Can we build together with living organisms?
Researcher: Ivan Henriques website: //ivanhenriques.com/
Text: Theun Karelse
Machine Wilderness at ARTIS Amsterdam Royal zoo is an artist-in-residency programme, but with Ivan Henriques this means not just having the artist in the studio, but all kinds of other beings too. The ZOOdio workspace now has a whole range of guests, including slimemoulds, mycelia (fungi), plants and various other kinds of beings.
Over the past ten years or so Ivan has developed projects in which he closely collaborates with organisms, many of them microscopic. And during this residency Ivan is interested in bringing together different kinds of beings that form networks, like mycelia and slimemoulds in a series of small worlds, that start out as formal geometric shapes but get inhabited by these communities that slowly reshape and make the geometric forms more organic. His central interest is in the communication within and between those networks.
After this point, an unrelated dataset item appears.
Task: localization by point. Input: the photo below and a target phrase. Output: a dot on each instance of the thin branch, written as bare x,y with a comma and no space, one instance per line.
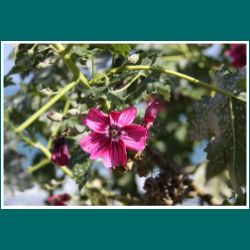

Geometric spaces containing different combinations of species.
The machines and robotic structures Ivan has been creating over the past 10 years are ways to explore the lives of plants, microbes, and other kinds of beings. And each project builds on the previous ones, becoming something like a family tree of hybrid-machines. The robots are like vessels that show something we normally might not see; when he built a hybrid plant-robot that drives around an exhibition space, the sense of touch of a plant steering the robot, makes us really appreciate the plants awareness and ability to act. Or the Symbiotic Machine, with its glass stomach that acts as a bio-solar cell, giving a tiny current, because the pigments of the microbes in the ‘stomach’ can photosynthesize. These tiny currents, present in all biological beings and our own bodies, are so amazingly efficient. They are a thousand times more efficient than the systems humans build, our cars, smartphones, refrigerators. Floating in its basin in Zone2Source where it was first shown, the Symbiotic Machine ‘eats’ Duckweed that floats around on the surface. The robot grinds it to a paste which becomes the photosynthetic layer in its stomach, giving it a little energy to find new Duckweed.
Ivan loves his time at the zoo. Its inspiring to be among all these different beings and their wide range of behaviors. And where landscape architects like Thijs de Zeeuw design spaces for elephants or ground-squirrels to thrive in, Ivan is making tiny spaces in which he brings organism together. He is making them not for single species but for communities of beings, much like many of the more recent spaces at ARTIS like the monkey-bird-house.
Walking around the zoo we see lots of large animals, but to Ivan the animals are worlds unto themselves. Inside they all have stomachs full of extremely diverse populations of microbes, like tiny rainforests. The 'microbial rainforests' are different in all these animals, the birds, gorillas, tortoises or snakes. Perhaps growing up in Brazil somehow helps him see that more clearly; the deep entanglement of all life.
Preparing structures and food-paths for the organisms to explore.
Key in the communities Ivan is bringing together in the ZOOdio are the mycorrhiza, the networks of infinitely thin connections that from the underground body of fungi. These tiny connections may be very very small, but together they are massive. The biggest organism in ARTIS is not the elephant, Ivan says, but these underground networks. In fact, up to 30% of healthy living soils are made up of these networks and many plants depend on them.
Joining him in the ZOOdio is Jasper Buikx of MICROPIA, which is an amazing place, like a zoo for microbes. Jasper speaks about the care for these living communities of beings and about MICROPIA programmes that play an active role in the ZOO, like making Bokashi from elephant dung to feed the plants. Jasper has an amazing list of microbial symbioses in the park: for example how the sloths are symbiotic with a green algae that lives in it’s fur and in return helps it camouflage with the green color. Ivan organizes a public tour of ARTIS taking us closer to these unseen sybiotic connections within the park.
Studio-visit of Prof Kiers
Prof. dr. Toby Kiers also comes to visit Ivan for a chat about #mycorrhizal #fungi and how to tap into the signals that these fungal-networks exchange. Tiny electrical pulses. These are very important she says, because if we would understand that language of pulses, we could listen and learn from them. We could learn about the health of soils driectly through these networks that reach into all corners. Toby studies trade-processes between fungi and plant roots and during Machine Wilderness Ivan has been making food-paths to visualize their activity.
That is the hidden world Ivan is trying to make visible, so that we can experience something about these vital networks through art. Crucially Ivan researches these beings in context, like artists often do, so not by separating or isolating something, but by engaging with it in full complexity. Which is exactly what Machine Wilderness is about; about investigating and prototyping relationships between, human cultures, technologies and living systems not isolated in a lab, but in the full complexity of the world.
Prof Kiers advocates for soil health through SPUN (Society for the Protection of Underground Network), a science-based initiative founded to map fungal networks and advocate for their protection.